How are we to bring this purifying fire into our lives? There is the wildfire strategy: just let the forest grow as it wants, let the underbrush accumulate, and wait for the spark. Let nature take its course.
It seems to me that Christian life is not waiting for the wildfire. Not waiting for the fire of Pentecost to descend upon you, waiting for the Word of God to speak specifically to you, give you the life plan, or to present the one, life-changing moment when it all becomes clear because now the forest has burned and now you can truly see. Indeed, wildfire has the power to destroy and the power to foster regeneration and new growth. But waiting for the wildfire just makes you a lousy steward of gifts God has given you. And wasn’t that the point of last week’s gospel? Being a good and faithful steward?

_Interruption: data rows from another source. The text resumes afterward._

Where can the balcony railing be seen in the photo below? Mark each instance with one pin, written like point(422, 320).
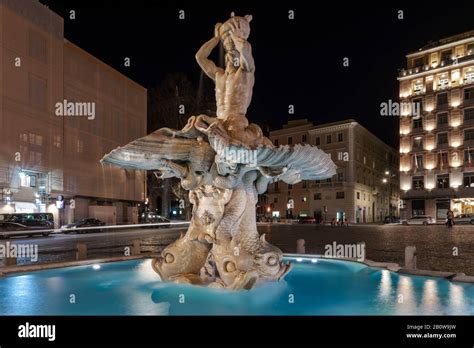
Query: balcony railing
point(445, 63)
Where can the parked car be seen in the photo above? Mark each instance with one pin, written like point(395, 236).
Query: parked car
point(14, 229)
point(86, 222)
point(306, 220)
point(153, 218)
point(391, 220)
point(420, 220)
point(43, 220)
point(464, 219)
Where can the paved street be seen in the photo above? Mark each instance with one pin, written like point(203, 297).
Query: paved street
point(384, 243)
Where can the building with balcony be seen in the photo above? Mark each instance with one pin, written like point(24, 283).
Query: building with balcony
point(437, 145)
point(365, 188)
point(46, 155)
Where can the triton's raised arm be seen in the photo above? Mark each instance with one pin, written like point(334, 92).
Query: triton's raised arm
point(245, 50)
point(202, 56)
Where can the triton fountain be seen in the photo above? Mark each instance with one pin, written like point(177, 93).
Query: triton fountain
point(224, 162)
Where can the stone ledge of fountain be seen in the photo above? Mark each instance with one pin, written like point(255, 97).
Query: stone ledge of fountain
point(395, 267)
point(461, 277)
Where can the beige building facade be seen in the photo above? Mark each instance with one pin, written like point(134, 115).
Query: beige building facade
point(365, 188)
point(61, 110)
point(437, 144)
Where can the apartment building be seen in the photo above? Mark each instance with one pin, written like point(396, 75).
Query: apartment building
point(437, 144)
point(365, 188)
point(49, 155)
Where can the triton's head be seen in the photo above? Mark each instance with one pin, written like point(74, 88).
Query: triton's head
point(239, 25)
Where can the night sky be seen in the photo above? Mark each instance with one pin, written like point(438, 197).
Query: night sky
point(298, 62)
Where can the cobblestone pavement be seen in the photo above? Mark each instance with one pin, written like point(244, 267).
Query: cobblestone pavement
point(386, 243)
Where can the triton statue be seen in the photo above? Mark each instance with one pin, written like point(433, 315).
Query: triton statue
point(224, 162)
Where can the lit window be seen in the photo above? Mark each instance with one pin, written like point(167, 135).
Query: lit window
point(80, 146)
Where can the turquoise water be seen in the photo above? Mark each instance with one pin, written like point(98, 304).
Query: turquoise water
point(313, 287)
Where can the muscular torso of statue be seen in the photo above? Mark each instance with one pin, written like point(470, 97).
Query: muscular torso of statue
point(233, 94)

Wildfire is one strategy, very dramatic and costly, but then there is the controlled burn strategy. Controlled burns are a way of stewarding the land we have been called to tend. In controlled burning, firefighters, farmers, or forestry professionals intentionally start fires in grasslands, fields, forests, and woodlands to eliminate undergrowth and overgrowth that can suppress healthy vegetation, harm wildlife habitat, and provide fuel for wildfires. Controlled burning can also replenish vital nutrients and help prevent the wildfires that ravage so much land and endanger lives.
I remember the 1988 Yellowstone National Park fires: almost 800,000 acres burned despite the efforts of 25,000 firefighters and $120 million in expenses. One of the positive outcomes of the 1988 Yellowstone forest tragedy was a change in fire management policy and greater awareness of potential fire activity throughout America’s national parks. A number of policies were modified, but one significant change opened the door for a more aggressive controlled burns program in the nation’s forests and parks. National parks implementing this strategy have realized increased fire fighter safety, greater control when a wildfire does break out, and a lower rate of wildfires exploding out of control.
There is a lesson to be learned for us. It seems to me that the Christian life is to bring the controlled burn of Jesus to our lives. The thing about the passage of Time is that it can soften the memories of days now past. By contrast it can make today feel particularly ominous, as if we’re living next to a parched forest. In electoral politics we could scarcely imagine wider dissatisfaction – or greater gaps in perception. Our leading presidential candidates have earned unfavorable polling ratings among the highest ever reported. Partisan animosity runs at historically high levels. Polling shows that Democrats and Republicans regard one another more negatively than they have in twenty-five years. Almost daily our social media friends refer to friending and unfriending people over political disagreements. Divisions abound. The forest floor of our lives, just out of sight, have all kinds of fuel, just waiting for the right spark: politics, race, religion, social class, wealth, privilege, access, sexual identity, education, and a host of other factors. This life needs people of good will and abiding faith to begin the daily, never-ending work of the controlled burn.
I always wondered why the Church paired this gospel with the other readings for today. They speak of perseverance, as St. Paul says: “Since we are surrounded by so great a cloud of witnesses, let us rid ourselves of every burden and sin that clings to us and persevere in running the race that lies before us while keeping our eyes fixed on Jesus.” There is the race: the controlled burn in our lives. It never ends. It is a process that is hard to begin and harder to sustain. Too often the wildfires of life rush upon us, and if we survive, we have the work of rebuilding – if we can.
So? What lies on the forest floor of your life? Make a list. It is a start. It is the gospel.
With the grace of God, may we begin and persevere in the work of controlled burn in our lives that we may burn away our images of who we want God to be, so that we will become who God wants us to be. Then we might just clearly see the Kingdom of God.